This would let Google push computing centers closer to people in some regions where it's not feasible, cost-effective or as efficient to build a data center on land. In short, Google brings the data closer to you, and then the data arrives at a quicker clip.

Perhaps even more intriguing to some, Google has theorized about powering these ocean data centers with energy gained just from water splashing against the side of the barges.

Maybe it'll happen; maybe it won't. Either way, I enjoyed the reaction it provoked from Geoff Manaugh, waxing futuristic:

I have to assume, then, that we're moving ever closer to true deep-water city-states—only they won't be libertarian ocean-going homesteads, after all, they'll be distributed networks of supercomputing villages afloat on, and drawing power from, the tides.

Two weeks ago, meanwhile, the NYTimes also looked at the privatization of civic infrastructure—but perhaps Google's literally offshore experiment in information technology implies a coming world of privatized services at sea.

A fleet of tankers shows up in a nearby port one day… and suddenly your city has telephone services. It's Archigram's instant city all over again, but on the level of specific—and highly billable—urban amenities.

The services show up. The network takes over.

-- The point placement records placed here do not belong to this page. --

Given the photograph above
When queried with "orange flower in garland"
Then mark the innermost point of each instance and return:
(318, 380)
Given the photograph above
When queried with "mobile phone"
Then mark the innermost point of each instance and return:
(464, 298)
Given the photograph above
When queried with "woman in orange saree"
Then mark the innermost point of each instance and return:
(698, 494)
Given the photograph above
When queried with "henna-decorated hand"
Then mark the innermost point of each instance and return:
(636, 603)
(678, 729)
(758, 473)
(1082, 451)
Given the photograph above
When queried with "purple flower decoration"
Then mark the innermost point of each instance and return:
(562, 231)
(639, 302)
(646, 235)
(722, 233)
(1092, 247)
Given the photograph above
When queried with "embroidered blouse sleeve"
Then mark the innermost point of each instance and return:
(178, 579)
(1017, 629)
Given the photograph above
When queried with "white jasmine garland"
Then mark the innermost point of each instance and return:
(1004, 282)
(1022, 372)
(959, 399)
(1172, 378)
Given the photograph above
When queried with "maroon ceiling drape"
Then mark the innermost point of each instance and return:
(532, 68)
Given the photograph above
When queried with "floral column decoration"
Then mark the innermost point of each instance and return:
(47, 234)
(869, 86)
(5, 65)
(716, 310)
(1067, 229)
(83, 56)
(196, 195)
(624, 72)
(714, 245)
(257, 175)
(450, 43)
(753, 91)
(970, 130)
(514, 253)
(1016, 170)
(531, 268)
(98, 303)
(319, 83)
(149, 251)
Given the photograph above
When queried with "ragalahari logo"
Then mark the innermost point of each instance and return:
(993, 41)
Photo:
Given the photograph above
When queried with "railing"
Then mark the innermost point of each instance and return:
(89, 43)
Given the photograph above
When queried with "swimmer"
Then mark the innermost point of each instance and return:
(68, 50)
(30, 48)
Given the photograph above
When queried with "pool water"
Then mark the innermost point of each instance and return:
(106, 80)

Your city will never be the same.

In other news-from-the-future, a company based in Dubai—of course it would be based in Dubai—has designed an arcology that Mysterytopia describes as "a giant glass pyramid that could house up to one million people." It's called the Ziggurat, and in the unlikely event (*) that anyone builds one, it

will be self sufficient and carbon neutral with power being supplied by wind turbines.

No cars will be allowed inside the 2.3 square kilometre building, with residents being whisked around by a monorail network which operates both horizontally and vertically.

Security in the city will be provided by biometrics with residents relying on facial recognition to enter their homes.

* How many of those bizarre Dubai buildings are ever actually built? Seems like I see lots of stories about peculiar plans and far fewer about equally peculiar completed construction projects. Future scholars might categorize early-21st-century UAE-based architectural blueprints as a regional subgenre of science fiction.